Running the RTOS demo application in the QEMU emulator

  1. Download QEMU. The project was created and tested using the pre-built Windows binaries.

  2. Use the command line below to start QEMU, replacing “path/to” with the real path to the RTOSDemo.elf output by the following the build instructions above:
    qemu-system-riscv32 -kernel path/to/RTOSDemo.elf -S -s -machine sifive_e
  3. Finally, right click the “Hardware_QEMU.launch” file in the Eclipse project explorer, then select “Debug As->Hardware_QEMU” from the pop up menu. The debugger should start and connect to QEMU (assuming the previous step left QEMU running).

    Creating a debug launch configuration. Click to enlarge.

Configuration and Usage Details

RTOS port specific configuration

This section relates to the information provided on the Running FreeRTOS on RISC-V Cores documentation page:
  • Configuration items specific to this demo are contained in FreeRTOS/Demo/RISC-V-Qemu-sifive_e-FreedomStudio/FreeRTOSConfig.h.
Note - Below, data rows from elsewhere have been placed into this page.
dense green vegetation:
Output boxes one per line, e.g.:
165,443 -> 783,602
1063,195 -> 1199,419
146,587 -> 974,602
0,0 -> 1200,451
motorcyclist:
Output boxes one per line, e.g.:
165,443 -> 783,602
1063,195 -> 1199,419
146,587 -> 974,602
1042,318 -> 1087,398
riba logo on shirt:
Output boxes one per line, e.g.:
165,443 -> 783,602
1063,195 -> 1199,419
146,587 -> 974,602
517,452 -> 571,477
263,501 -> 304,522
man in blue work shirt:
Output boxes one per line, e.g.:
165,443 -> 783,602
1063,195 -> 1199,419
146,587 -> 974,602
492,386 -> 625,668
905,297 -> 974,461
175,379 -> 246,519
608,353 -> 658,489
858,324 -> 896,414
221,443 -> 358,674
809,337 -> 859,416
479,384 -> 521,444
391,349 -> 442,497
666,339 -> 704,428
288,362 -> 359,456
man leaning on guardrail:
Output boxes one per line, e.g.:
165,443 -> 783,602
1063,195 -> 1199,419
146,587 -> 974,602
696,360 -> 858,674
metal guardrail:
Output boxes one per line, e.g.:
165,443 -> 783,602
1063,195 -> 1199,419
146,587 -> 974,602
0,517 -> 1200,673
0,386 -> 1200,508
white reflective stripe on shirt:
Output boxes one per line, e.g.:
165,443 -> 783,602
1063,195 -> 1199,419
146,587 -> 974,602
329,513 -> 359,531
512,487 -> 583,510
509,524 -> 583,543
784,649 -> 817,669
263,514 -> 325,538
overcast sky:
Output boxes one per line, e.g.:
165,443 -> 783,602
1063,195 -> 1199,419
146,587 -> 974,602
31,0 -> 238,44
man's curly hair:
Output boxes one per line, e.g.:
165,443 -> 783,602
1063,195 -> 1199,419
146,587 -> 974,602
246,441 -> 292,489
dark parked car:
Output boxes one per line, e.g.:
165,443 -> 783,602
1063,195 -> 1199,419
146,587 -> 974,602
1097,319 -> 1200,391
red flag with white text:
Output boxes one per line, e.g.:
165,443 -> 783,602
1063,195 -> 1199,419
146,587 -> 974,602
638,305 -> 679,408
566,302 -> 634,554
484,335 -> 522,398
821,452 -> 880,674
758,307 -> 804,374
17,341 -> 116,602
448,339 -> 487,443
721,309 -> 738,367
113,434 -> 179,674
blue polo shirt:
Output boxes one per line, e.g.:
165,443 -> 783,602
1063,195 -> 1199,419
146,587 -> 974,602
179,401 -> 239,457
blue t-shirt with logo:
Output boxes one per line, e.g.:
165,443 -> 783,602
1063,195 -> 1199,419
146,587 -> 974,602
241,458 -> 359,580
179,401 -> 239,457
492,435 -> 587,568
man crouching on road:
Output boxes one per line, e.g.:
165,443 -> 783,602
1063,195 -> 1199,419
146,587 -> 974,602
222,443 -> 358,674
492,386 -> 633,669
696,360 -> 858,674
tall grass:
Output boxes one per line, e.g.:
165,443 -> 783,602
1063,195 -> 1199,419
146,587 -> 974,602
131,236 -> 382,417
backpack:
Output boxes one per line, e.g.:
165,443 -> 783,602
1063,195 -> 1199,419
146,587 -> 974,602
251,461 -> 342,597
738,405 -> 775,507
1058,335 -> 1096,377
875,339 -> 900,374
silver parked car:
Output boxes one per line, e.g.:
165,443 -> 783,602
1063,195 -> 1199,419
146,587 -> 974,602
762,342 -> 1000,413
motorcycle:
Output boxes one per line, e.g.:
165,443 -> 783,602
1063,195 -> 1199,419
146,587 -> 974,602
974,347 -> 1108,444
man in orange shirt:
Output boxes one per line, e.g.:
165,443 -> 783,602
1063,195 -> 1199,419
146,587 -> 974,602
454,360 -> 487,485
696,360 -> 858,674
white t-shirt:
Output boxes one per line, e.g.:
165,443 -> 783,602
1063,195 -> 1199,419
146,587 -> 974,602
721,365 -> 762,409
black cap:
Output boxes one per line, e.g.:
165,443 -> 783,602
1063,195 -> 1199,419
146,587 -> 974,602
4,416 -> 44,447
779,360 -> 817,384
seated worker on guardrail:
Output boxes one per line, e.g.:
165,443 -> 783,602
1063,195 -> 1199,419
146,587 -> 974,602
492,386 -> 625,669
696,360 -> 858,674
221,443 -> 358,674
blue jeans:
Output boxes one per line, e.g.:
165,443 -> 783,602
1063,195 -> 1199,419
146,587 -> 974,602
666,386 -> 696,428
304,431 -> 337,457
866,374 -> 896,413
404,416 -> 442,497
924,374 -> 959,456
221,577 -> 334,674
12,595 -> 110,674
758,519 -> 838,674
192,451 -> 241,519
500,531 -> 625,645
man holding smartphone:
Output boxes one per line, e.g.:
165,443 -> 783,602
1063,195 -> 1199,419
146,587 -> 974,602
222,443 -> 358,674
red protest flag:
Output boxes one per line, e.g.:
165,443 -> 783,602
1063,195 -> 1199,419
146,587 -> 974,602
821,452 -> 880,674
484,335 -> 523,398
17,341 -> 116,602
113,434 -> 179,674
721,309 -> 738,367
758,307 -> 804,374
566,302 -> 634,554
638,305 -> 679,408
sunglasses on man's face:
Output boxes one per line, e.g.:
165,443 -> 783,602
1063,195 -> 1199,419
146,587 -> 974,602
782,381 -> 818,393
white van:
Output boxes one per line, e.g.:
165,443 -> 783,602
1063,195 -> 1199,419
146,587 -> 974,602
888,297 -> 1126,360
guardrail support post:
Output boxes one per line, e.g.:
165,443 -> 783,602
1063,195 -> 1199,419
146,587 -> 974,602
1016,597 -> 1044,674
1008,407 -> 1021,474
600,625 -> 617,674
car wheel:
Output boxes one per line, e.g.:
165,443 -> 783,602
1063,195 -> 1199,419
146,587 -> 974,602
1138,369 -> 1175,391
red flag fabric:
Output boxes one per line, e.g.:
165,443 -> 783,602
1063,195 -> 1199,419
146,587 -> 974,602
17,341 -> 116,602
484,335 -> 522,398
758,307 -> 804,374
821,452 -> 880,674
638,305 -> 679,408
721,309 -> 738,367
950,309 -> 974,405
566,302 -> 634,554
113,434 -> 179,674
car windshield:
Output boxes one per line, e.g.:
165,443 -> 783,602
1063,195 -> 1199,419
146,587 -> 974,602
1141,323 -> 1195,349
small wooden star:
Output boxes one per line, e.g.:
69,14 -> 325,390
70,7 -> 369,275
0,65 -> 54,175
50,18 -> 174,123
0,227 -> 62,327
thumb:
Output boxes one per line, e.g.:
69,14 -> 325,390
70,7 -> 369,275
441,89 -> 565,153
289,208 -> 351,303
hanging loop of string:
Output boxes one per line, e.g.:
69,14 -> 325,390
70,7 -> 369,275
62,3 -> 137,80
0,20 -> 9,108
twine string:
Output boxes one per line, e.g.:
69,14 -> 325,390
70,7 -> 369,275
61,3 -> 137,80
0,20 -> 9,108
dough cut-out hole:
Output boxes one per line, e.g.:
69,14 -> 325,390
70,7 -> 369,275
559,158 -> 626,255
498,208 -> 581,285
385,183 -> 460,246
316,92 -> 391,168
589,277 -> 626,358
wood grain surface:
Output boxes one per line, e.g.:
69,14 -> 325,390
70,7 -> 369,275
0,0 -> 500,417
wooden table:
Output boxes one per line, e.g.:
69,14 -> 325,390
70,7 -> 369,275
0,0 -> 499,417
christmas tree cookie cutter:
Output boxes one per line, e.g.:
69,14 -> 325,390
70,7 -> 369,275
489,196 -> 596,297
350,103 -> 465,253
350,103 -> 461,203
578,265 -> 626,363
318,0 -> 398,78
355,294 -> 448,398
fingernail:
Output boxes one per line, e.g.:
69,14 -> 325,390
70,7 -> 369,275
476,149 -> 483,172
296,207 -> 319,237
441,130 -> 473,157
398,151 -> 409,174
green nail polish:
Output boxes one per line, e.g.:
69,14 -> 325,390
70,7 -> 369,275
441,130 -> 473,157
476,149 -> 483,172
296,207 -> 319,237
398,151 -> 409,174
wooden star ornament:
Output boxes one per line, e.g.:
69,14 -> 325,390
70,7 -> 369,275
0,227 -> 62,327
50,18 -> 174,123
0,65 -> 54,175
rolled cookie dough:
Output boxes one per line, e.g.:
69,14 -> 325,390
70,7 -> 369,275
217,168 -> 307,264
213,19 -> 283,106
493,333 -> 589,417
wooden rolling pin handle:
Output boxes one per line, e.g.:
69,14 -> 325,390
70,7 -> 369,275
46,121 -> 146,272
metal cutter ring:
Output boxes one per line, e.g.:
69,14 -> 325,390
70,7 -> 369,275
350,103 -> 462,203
The constants defined in that file can be edited to suit your application. In particular, as the emulated SiFive core includes a machine timer (MTIMER)configMTIME_BASE_ADDRESS and configMTIMECMP_BASE_ADDRESS are defined to ( CLINT_CTRL_ADDR ) + 0xBFF8 and ( CLINT_CTRL_ADDR ) + 0x4000 respectively.

  • The emulated SiFive core does not include any registers over and above those defined by the base RISC-V architecture. The project therefore uses the freertos_risc_v_chip_specific_extensions.h header file located in the /FreeRTOS/Source/portable/GCC/RISC-V/chip_specific_extensions/RV32I_CLINT_no_extensions directory, so that directory is in the assembler’s include path.

  • The interrupt handler provided in the SiFive software development kit (SDK) is called trap_handler, so the assembler’s command line options include -DportasmHANDLE_INTERRUPT=handle_trap.

  • The file flash.lds is a version of the linker script provided with the development tools, edited to add the __freertos_irq_stack_top linker variable necessary to ensure the stack that was used by main before the scheduler starts is reused as the interrupt stack after the scheduler starts.

Other notes:

  • vPortEndScheduler() has not been implemented.

  • Source/Portable/MemMang/heap_4.c is included in the RISC-V project to provide the memory allocation required by the RTOS kernel. Please refer to the Memory Management section of the API documentation for full information.

  • At the time of writing, the demo does not support interrupt nesting.